[Mailman-Developers] [PATCH] Header q-p/base64 RFC 2047 encoding for email module
Ben Gertzfield
che@debian.org
Wed, 14 Nov 2001 19:21:43 +0900
The following patch to the email module implements the RFC
2047-specified Base64 and quoted-printable (called "B" and "Q"
encoding by the RFC) for header-safe encoding of 8-bit strings, for
From:, To:, Subject:, and other fields.
It includes charset information within the encoded strings themselves,
which, along with the special line-wrapping algorithm needed for B and
Q encoding, make this a very useful general feature for
internationalized Python email programs.
Most MIME-aware mail readers in use today understand the RFC 2047
convention, and in the East Asian world, it's 100% necessary to send
subject and address fields in Base64 encoding.
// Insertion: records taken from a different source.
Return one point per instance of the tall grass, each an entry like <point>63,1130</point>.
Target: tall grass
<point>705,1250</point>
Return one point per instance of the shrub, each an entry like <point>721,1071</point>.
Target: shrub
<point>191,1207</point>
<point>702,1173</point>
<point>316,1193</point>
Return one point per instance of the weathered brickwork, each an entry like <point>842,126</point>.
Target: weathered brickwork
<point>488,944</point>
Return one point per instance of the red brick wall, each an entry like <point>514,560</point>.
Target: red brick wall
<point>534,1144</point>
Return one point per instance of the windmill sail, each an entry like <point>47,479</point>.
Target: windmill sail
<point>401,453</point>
Mailman needs this functionality in order to send out localized
emails from the virgin queue; without it, it's very possible that
8-bit characters will be blindly placed into the Subject: and To:
fields. This also allows localized List-Id fields, as a bonus!
This patch adds the following functions to email.Utils:
encode_address(real_name, address, charset="iso-8859-1", encoding=QP):
MIME-encode a header field intended for an address (from, to, cc, etc.)
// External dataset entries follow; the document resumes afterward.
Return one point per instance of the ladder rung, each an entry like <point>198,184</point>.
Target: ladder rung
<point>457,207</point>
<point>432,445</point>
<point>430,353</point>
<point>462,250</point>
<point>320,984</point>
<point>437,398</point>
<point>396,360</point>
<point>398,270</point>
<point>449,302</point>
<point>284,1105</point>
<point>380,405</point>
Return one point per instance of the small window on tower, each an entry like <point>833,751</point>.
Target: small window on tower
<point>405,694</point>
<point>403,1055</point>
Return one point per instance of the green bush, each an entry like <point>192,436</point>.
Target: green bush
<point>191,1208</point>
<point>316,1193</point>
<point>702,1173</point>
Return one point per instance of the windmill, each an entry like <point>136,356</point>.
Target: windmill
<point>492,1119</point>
encode_header(header, charset="iso-8859-1", encoding=QP):
MIME-encode a general email header field (eg. Subject).
encode_header_chunks(header_chunks):
MIME-encode a header with many different charsets and/or encodings.
It also adds the following support functions to email.Encoders.
header_qencode(header, charset="iso-8859-1", maxlinelen=75):
Encode a header line with quoted-printable (like) encoding.
header_bencode(header, charset, maxlinelen=75):
Encode a header line with Base64 encoding and a charset specification.
I needed to re-implement the quoted-printable algorithm in
header_qincode because the "Q" encoding specified by RFC 2045 is
different in a few key areas from the one implemented in quopri.py,
and the line-wrapping at 75 characters got too hairy with just
quopri.py.
Patch follows, against email 0.95. (Sorry, I tried CVS, but I didn't
want to install Python 2.2 beta just yet.)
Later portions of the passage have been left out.